A Multicenter, Randomized, Double-Blind, Placebo-Controlled, Active Comparator, Parallel-Group Study of the Efficacy and Safety of Lemborexant in Subjects 55 Years and Older With Insomnia Disorder (SUNRISE 1)
In Brief
A Phase 3 clinical trial evaluating Lemborexant, Lemborexant-matched placebo, and 2 other interventions for Insomnia. Completed, enrolled 1,006 participants across 102 sites in 7 countries.
Detailed Summary
This study will be conducted to demonstrate, using polysomnography, that lemborexant 10 milligrams (mg) and 5 mg is superior to placebo on objective sleep onset as assessed by latency to persistent to sleep (LPS) after the last 2 nights of 1 month of treatment in participants 55 years and older with insomnia disorder.
Study Details
Timeline
Interventions
Lemborexant 5 mg will be administered orally in tablet form at home each night, immediately before the time the participant intends to try to sleep.

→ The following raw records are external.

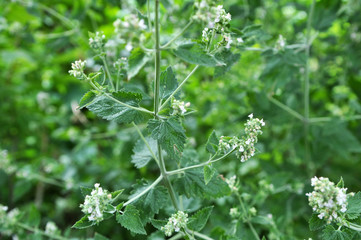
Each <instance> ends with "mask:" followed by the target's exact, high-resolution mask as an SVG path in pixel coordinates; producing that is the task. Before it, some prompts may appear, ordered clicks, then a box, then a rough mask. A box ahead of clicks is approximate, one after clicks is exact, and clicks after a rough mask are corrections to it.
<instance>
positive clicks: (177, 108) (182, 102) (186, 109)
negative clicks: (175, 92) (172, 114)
mask: <svg viewBox="0 0 361 240" xmlns="http://www.w3.org/2000/svg"><path fill="white" fill-rule="evenodd" d="M190 105H191V104H190V103H189V102H187V103H185V102H183V101H179V100H177V99H175V98H173V99H172V108H173V115H184V114H185V113H186V112H187V109H186V108H187V107H189V106H190Z"/></svg>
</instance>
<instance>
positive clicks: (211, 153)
mask: <svg viewBox="0 0 361 240" xmlns="http://www.w3.org/2000/svg"><path fill="white" fill-rule="evenodd" d="M218 144H219V139H218V137H217V134H216V131H214V130H213V132H212V133H211V135H210V136H209V138H208V141H207V144H206V149H207V151H208V152H209V153H211V154H216V152H217V151H218Z"/></svg>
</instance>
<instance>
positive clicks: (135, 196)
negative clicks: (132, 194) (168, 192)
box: [123, 175, 163, 206]
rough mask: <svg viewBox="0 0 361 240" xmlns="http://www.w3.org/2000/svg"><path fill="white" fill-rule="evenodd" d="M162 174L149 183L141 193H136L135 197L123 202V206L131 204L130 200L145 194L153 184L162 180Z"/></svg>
mask: <svg viewBox="0 0 361 240" xmlns="http://www.w3.org/2000/svg"><path fill="white" fill-rule="evenodd" d="M162 179H163V176H162V175H161V176H159V177H158V178H157V179H156V180H155V181H154V182H153V183H152V184H151V185H149V186H148V187H147V188H146V189H144V190H143V191H142V192H141V193H139V194H138V195H136V196H135V197H133V198H131V199H129V200H128V201H127V202H126V203H124V205H123V206H127V205H129V204H131V203H132V202H134V201H135V200H137V199H138V198H140V197H141V196H143V195H144V194H146V193H147V192H148V191H149V190H151V189H152V188H154V187H155V186H157V184H158V183H159V182H160V181H162Z"/></svg>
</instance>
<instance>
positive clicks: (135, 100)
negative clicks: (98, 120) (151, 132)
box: [87, 91, 144, 123]
mask: <svg viewBox="0 0 361 240" xmlns="http://www.w3.org/2000/svg"><path fill="white" fill-rule="evenodd" d="M109 95H110V94H109ZM111 96H112V97H113V98H115V99H116V100H118V101H120V102H122V103H125V104H128V105H130V106H133V107H139V102H140V101H141V100H142V95H141V94H139V93H133V92H127V91H118V92H115V93H113V94H112V95H111ZM87 108H88V109H89V110H90V111H92V112H94V113H95V114H96V115H98V116H99V117H102V118H104V119H106V120H114V121H116V122H117V123H131V122H133V121H134V122H135V123H139V122H141V121H143V119H144V116H143V114H142V113H141V112H140V111H138V110H135V109H132V108H129V107H126V106H124V105H121V104H120V103H118V102H116V101H114V100H112V99H111V98H110V97H108V96H106V95H105V94H102V95H99V96H97V97H96V98H95V99H94V100H93V102H92V103H91V104H89V105H88V106H87Z"/></svg>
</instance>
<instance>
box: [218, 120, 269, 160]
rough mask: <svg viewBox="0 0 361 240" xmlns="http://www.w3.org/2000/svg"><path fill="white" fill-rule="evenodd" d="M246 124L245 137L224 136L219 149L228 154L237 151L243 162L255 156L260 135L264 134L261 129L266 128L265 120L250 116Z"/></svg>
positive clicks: (238, 154)
mask: <svg viewBox="0 0 361 240" xmlns="http://www.w3.org/2000/svg"><path fill="white" fill-rule="evenodd" d="M248 117H249V119H248V120H247V122H246V123H245V136H244V137H242V138H241V139H239V138H237V137H225V136H222V137H221V138H220V140H219V144H218V148H219V150H220V151H221V152H223V153H227V152H229V151H231V150H235V151H236V155H237V157H238V158H239V159H240V160H241V162H245V161H247V160H248V159H249V158H251V157H253V156H254V154H255V151H256V149H255V146H254V145H255V144H256V143H257V141H258V138H257V137H258V135H260V134H262V131H261V127H262V126H265V122H264V121H263V119H261V120H259V119H258V118H253V114H250V115H249V116H248Z"/></svg>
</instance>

Lemborexant 10 mg will be administered orally in tablet form at home each night, immediately before the time the participant intends to try to sleep.
Lemborexant-matched placebo be administered orally in tablet form at home each night, immediately before the time the participant intends to try to sleep.
Zolpidem tartrate extended release 6.25 mg will be administered orally in tablet form at home each night, immediately before the time the participant intends to try to sleep.
Zolpidem-matched placebo will be administered orally in tablet form at home each night, immediately before the time the participant intends to try to sleep.